When you hear people referring to Common Law, they mean the law of the land and in the UK it is the law as outlined in our original constitution as set out in the Magna Carta. Originally issued under the rule of England’s King John back in 1215, the Magna Carta outlined the basic rights of citizens and declared that no one was above the rule of law—not even the king.
By the end of the 16th century the admiralty courts had come to exercise an extremely wide jurisdiction, reaching far beyond saltwater transportation into many areas of commercial law. (see the link below to understand more about Maritime Law.
What is the Magna Carta?
The Magna Carta (“Great Charter”) is a document guaranteeing English political liberties that was drafted at Runnymede, a meadow by the River Thames, and signed by King John on June 15, 1215, under pressure from his rebellious barons. By declaring the sovereign to be subject to the rule of law and documenting the liberties held by “free men,” it provided the foundation for individual rights in Anglo-American jurisprudence.
Among the Magna Carta’s provisions were clauses providing for a free church, reforming law and justice, and controlling the behavior of royal officials. One of the charter’s 63 clauses tasked the barons with choosing 25 representatives to serve as a “form of security” ensuring the preservation of the rights and liberties that had been enumerated. Above all, the Magna Carta guaranteed that government, royal or otherwise, would be limited by the written law of the land.

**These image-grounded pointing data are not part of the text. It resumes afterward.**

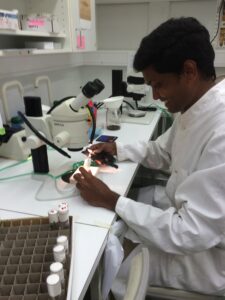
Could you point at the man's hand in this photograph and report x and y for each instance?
(94, 191)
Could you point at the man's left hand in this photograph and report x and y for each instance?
(94, 191)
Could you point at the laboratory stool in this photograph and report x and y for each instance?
(138, 276)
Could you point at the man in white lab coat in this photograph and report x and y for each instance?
(184, 228)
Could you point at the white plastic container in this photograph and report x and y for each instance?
(35, 22)
(9, 19)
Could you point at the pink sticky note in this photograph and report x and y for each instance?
(81, 42)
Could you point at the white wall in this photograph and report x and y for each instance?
(121, 26)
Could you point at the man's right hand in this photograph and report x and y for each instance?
(100, 147)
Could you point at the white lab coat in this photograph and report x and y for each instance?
(187, 239)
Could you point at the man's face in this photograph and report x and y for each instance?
(172, 89)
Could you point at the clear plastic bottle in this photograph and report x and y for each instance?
(113, 119)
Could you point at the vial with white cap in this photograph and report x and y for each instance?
(57, 268)
(63, 214)
(53, 219)
(54, 286)
(59, 253)
(63, 240)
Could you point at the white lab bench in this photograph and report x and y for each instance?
(91, 223)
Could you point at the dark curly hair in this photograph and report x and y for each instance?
(168, 46)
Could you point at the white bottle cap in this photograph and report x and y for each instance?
(53, 216)
(63, 204)
(54, 285)
(63, 240)
(57, 268)
(63, 213)
(59, 253)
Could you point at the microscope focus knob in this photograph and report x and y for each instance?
(62, 139)
(33, 142)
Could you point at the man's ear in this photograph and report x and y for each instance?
(190, 70)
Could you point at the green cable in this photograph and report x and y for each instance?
(15, 164)
(75, 166)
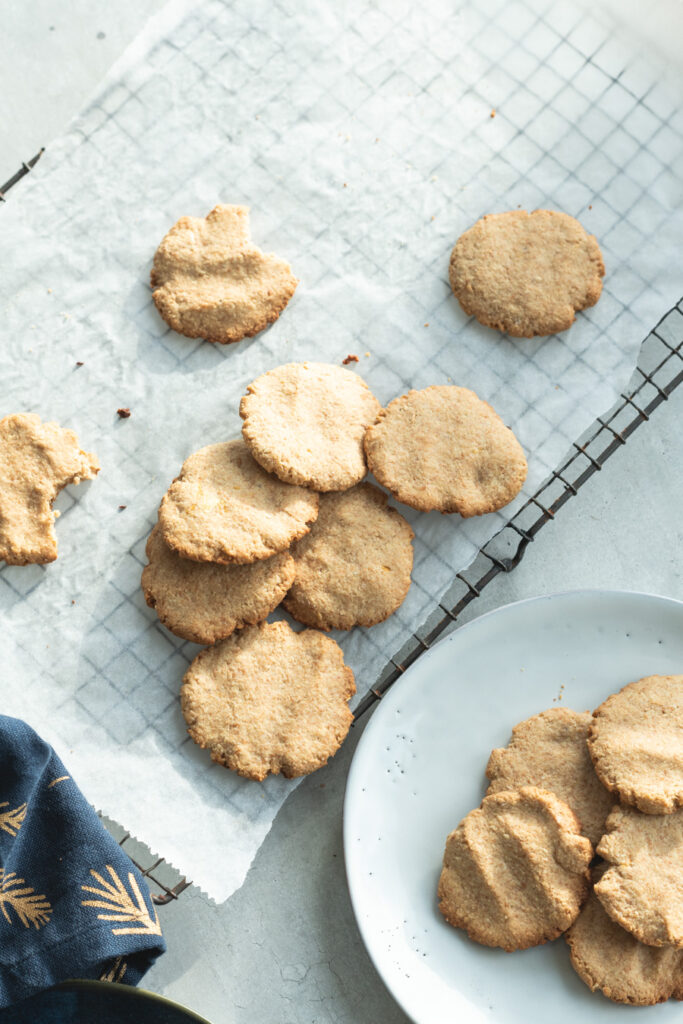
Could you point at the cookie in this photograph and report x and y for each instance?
(267, 700)
(613, 962)
(211, 282)
(641, 888)
(224, 508)
(305, 422)
(636, 743)
(526, 273)
(442, 448)
(515, 870)
(37, 460)
(353, 568)
(549, 751)
(204, 602)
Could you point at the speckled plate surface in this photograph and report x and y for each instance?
(419, 768)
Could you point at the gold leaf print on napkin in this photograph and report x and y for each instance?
(30, 906)
(10, 821)
(121, 906)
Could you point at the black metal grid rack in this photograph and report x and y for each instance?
(658, 373)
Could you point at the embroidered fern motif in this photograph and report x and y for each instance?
(30, 907)
(121, 906)
(10, 821)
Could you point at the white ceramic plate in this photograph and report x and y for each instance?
(419, 768)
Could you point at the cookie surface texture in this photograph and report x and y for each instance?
(526, 273)
(549, 751)
(641, 889)
(611, 961)
(211, 282)
(305, 423)
(37, 460)
(636, 743)
(515, 870)
(267, 700)
(224, 508)
(203, 601)
(353, 568)
(444, 449)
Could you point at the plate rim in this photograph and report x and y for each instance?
(403, 682)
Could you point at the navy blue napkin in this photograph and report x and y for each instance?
(72, 904)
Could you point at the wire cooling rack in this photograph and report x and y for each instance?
(658, 373)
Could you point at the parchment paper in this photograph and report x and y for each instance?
(363, 136)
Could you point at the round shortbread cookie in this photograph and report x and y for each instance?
(353, 568)
(224, 508)
(549, 751)
(305, 422)
(267, 700)
(444, 449)
(641, 889)
(212, 282)
(612, 961)
(515, 870)
(526, 273)
(636, 743)
(204, 602)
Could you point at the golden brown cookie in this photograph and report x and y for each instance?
(211, 281)
(224, 508)
(526, 273)
(267, 700)
(642, 887)
(305, 422)
(443, 448)
(612, 961)
(37, 460)
(353, 568)
(204, 602)
(515, 870)
(636, 743)
(549, 751)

The charter of 1216 was considerably shorter than its predecessor—42 clauses versus 63 in the 1215 document—as the council had omitted clauses dealing with purely temporary and political matters as well as those that might limit its own power to raise money or forces to carry on the war.
The church, while keeping a general promise of freedom, lost its specific guarantee of free election to office.
Even in that moment of danger, the council did not forget one main purpose of the charter: to provide a definitive statement of feudal law. It tried to address points in doubt, such as specific matters of inheritance law and the precise year at which an heir should attain his majority (age 21). Instead of the “form of security,” the council stated that all omissions were postponed for future consideration. They were never replaced.
Historical Significance Of The Magna Carta
Magna Carta's 800th Anniversary (2012)
In 2012, David Cameron spent an excruciatingly long two minutes discussing the Magna Carta with David Letterman. The British prime minister struggled to name the location where the iconic English document was signed and the whereabouts of the original copies. But he perked up when describing the charter’s significance.
“The big moment of the Magna Carta was basically people saying to the king that other people have to have rights”—it was about “the crown not being able to just ride roughshod over everybody,” he said. Then the soaring moment hurtled back to earth. “And the literal translation [of Magna Carta] is what?” Letterman asked. Cameron had no idea.